De vuelta, pues, a la intimidad por el camino de la novela, parece que nuevamente encontramos en Huéscar un rasgo «montielense» fundamental. Retirado del vivir cotidiano y superficial, en busca de lo intemporal o lo permanente, traduce su afán de inmutabilidad en una indagación de esencias y conexiones de la vida humana, y, si el hombre de la Mancha se rebela contra el tiempo, este singular manchego de Fuenllana, que es Antonio Rodríguez Huéscar, se sitúa frente a nuestro tiempo para despojarlo de cuanto pueda falsificar, disminuir o desmoralizar la vida presente, y clarificar, así, la vida misma.

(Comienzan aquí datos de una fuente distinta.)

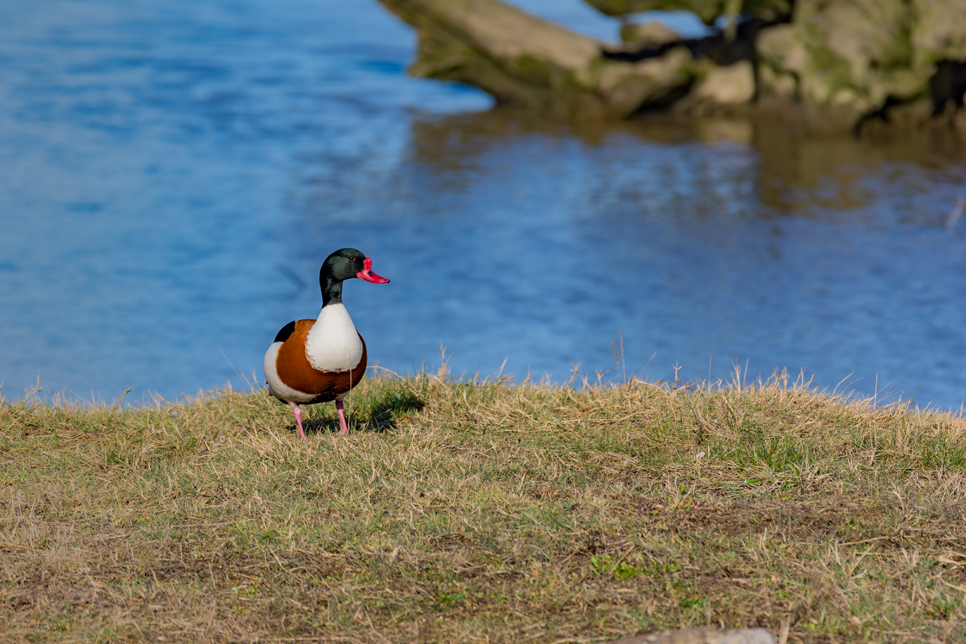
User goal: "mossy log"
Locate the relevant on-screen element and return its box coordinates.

En la medida en que la filosofía aspiraba a captar la realidad verdadera, y con ello trataba de proporcionar al hombre los medios intelectuales con que lograr la realización de la vida auténtica, Huéscar ha revivido ciertas experiencias filosóficas capitales en estudios recogidos en su volumen Del amor platónico a la libertad, y además, claro es, ha repensado personalmente el sistema de su maestro Ortega, como manifiestamente se ve en su reciente Con Ortega y otros escritos. Y, en la medida en que la filosofía le ha conducido a la novela, ha reflexionado teóricamente sobre ella y la ha practicado: ahí está su Vida con una diosa. ¿A qué se debe la falta de atención sobre su obra?

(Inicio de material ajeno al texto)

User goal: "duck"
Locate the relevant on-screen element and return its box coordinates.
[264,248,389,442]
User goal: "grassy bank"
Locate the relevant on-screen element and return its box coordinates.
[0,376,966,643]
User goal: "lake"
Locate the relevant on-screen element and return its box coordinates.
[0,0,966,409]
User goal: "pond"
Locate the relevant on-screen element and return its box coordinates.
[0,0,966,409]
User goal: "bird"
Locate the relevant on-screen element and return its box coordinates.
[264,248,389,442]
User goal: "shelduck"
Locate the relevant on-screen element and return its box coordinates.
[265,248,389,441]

En líneas generales, el pensamiento de Huéscar es irreductible a tesis de carácter esquemático, a términos de aire científico, a fórmula. A una simple vista, parece que sus páginas repiten lo que Ortega, o Unamuno, o Marías, por ejemplo, han dicho sobre los problemas; una vista más aguda pronto advierte que, si bien las expresiones coinciden, en Huéscar alienta una personalísima forma de drama filosófico que le distingue y singulariza: en él, el filósofo se hace cuestión del camino hacia claridad, no sólo de los objetos que reclaman ser iluminados; para decirlo en dos palabras, la originalidad de Huéscar no se halla en sus teorías, sino en su propia situación, que le mueve a filosofar, a escribir y a novelar. Si, como creo, la novedad de su pensamiento radica en su personal forma de encarnar o vivir el problema filosófico radical, ello sólo será patente a través de Memorias o Diarios filosóficos donde el lector pueda reconstruir las huellas de su acendrada meditación. Y me parece urgente que una forma tan auténtica de filosofar, como lo es la de Antonio Rodríguez Huéscar, no quede sepultada en el olvido en años en que tanto escriben de filosofía quienes nunca han sentido la angustia de un verdadero problema intelectual.

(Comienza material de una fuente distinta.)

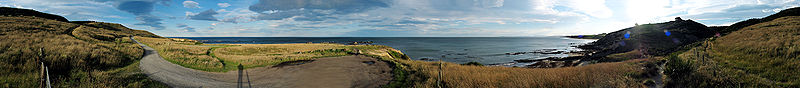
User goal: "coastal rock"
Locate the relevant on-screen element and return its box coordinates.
[578,19,716,58]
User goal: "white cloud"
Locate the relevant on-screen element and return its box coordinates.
[183,1,200,8]
[217,3,231,8]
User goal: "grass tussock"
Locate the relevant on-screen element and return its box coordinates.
[137,37,643,88]
[136,37,400,72]
[0,16,163,87]
[668,16,800,87]
[400,60,644,88]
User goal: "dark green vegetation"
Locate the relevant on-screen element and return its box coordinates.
[0,7,165,87]
[717,8,800,35]
[580,17,715,58]
[580,8,800,87]
[667,16,800,87]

Por otro lado, en él cobra la vida filosófica sus dimensiones reales, porque ha sabido y querido reconocer que el pensamiento humano fructifica en diálogo con los genios creadores, a quienes debemos hallazgos, iluminaciones y, por encima de todo, «amor intelectual», para darles adecuada continuidad y descendencia mediante nuestro propio esfuerzo.

Para salvarse a sí mismo, Huéscar se ha propuesto «salvar a Ortega: [...] promover... la germinación y fructificación de sus riquezas seminales». Y, con ello, hacer efectivas las posibilidades, en gran parte inéditas, de la mente española de nuestro tiempo.